Secondo recenti studi, la maggior parte delle squadre enterprise revisiona il lavoro prodotto dall’AI con la stessa accuratezza con cui tratterebbe il codice scritto da un essere umano. Alcuni team considerano il codice generato dall’AI come equivalente a quello umano, mentre altri applicano controlli ancora più stringenti per garantire la qualità e l’affidabilità del software.
L’adozione dell’AI è particolarmente diffusa nelle fasi iniziali del ciclo di sviluppo. Durante la fase di build, l’uso dell’AI è molto comune, mentre diminuisce nella fase di release, dove il rischio associato alla produzione è più elevato. Molte organizzazioni impiegano l’AI per compiti ripetibili a basso rischio, riservando verifiche umane più dettagliate prima del rilascio in produzione. Nonostante ciò, la fiducia nella performance del codice generato dall’AI rimane alta per molte squadre.
Nei team di sviluppo più maturi, l’AI è vista come un collaboratore virtuale, mantenendo il ruolo decisionale umano e utilizzando l’AI per accelerare i processi di esecuzione.
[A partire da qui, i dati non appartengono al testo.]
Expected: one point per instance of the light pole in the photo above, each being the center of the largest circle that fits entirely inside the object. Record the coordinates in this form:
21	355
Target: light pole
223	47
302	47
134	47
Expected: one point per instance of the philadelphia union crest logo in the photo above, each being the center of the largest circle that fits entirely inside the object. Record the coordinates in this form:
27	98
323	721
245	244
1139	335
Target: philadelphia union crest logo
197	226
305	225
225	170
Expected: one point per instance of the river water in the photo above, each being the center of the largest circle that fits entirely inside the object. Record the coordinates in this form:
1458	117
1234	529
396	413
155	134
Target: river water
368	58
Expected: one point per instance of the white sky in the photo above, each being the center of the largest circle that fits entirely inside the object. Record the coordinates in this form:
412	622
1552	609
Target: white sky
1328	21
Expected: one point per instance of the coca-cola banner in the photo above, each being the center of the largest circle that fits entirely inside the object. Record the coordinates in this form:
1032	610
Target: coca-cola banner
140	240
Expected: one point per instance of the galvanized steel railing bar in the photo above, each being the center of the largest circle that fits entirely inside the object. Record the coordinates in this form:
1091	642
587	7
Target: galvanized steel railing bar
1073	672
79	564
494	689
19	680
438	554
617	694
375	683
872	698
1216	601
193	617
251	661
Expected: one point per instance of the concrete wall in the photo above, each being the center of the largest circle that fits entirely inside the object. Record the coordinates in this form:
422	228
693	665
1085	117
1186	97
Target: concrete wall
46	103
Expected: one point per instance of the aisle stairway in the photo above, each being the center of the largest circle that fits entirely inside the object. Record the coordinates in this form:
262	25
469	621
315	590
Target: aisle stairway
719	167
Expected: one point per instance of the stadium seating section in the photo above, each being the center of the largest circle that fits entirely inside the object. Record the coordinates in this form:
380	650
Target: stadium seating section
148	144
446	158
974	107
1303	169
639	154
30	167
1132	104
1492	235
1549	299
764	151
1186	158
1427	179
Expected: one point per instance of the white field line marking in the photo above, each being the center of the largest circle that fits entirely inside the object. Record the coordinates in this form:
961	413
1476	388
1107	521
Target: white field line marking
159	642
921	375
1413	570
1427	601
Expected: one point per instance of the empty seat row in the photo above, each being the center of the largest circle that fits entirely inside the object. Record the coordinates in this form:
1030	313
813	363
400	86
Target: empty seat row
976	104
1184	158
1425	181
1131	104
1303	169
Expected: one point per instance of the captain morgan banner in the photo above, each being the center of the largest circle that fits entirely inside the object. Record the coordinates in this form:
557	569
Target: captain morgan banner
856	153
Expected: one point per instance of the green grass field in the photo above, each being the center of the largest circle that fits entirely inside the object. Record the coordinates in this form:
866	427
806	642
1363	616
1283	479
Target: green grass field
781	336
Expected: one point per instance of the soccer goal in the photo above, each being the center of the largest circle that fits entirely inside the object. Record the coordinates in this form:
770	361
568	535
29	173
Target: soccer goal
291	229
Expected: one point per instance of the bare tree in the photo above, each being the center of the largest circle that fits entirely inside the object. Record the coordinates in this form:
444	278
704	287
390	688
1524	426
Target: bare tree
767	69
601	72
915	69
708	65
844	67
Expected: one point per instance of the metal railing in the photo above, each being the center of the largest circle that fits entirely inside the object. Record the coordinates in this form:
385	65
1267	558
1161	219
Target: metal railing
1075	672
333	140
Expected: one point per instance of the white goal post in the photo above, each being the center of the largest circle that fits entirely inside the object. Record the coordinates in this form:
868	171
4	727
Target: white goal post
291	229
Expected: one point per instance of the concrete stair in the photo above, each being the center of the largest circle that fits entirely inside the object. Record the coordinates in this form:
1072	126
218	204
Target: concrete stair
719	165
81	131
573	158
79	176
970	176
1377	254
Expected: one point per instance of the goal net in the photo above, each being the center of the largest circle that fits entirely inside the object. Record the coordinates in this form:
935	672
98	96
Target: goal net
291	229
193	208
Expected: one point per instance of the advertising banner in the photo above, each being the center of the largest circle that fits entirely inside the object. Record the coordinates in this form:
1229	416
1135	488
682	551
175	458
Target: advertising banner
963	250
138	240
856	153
L’introduzione graduale dell’AI in compiti a basso impatto, insieme all’applicazione di guardrail e processi di controllo, è una strategia chiave per maturare l’uso dell’AI senza esporre l’azienda a potenziali errori o allucinazioni nei risultati.
Un effetto operativo significativo è che il carico cognitivo si sposta dalla scrittura manuale del codice alla sua revisione e direzione. Il tempo risparmiato viene spesso reindirizzato verso il miglioramento dell’osservabilità, della copertura dei test, degli scenari di disaster recovery e della documentazione, tutti elementi considerati essenziali per la qualità del software. Tuttavia, in assenza di piena osservabilità, gli errori in produzione rimangono una preoccupazione, poiché spesso vengono scoperti solo quando segnalati dagli utenti.
In sintesi, le organizzazioni che ottengono i maggiori benefici dall’integrazione dell’AI nel ciclo di vita del software sono quelle che combinano la velocità offerta dall’AI con una rigorosa disciplina ingegneristica e processi ripetibili. L’adozione efficace dell’AI si configura come una sfida di DevOps, dove il successo dipende dalla capacità dei team di integrare le capacità dei modelli con il giudizio e la responsabilità umana, piuttosto che dall’accesso ai modelli più recenti.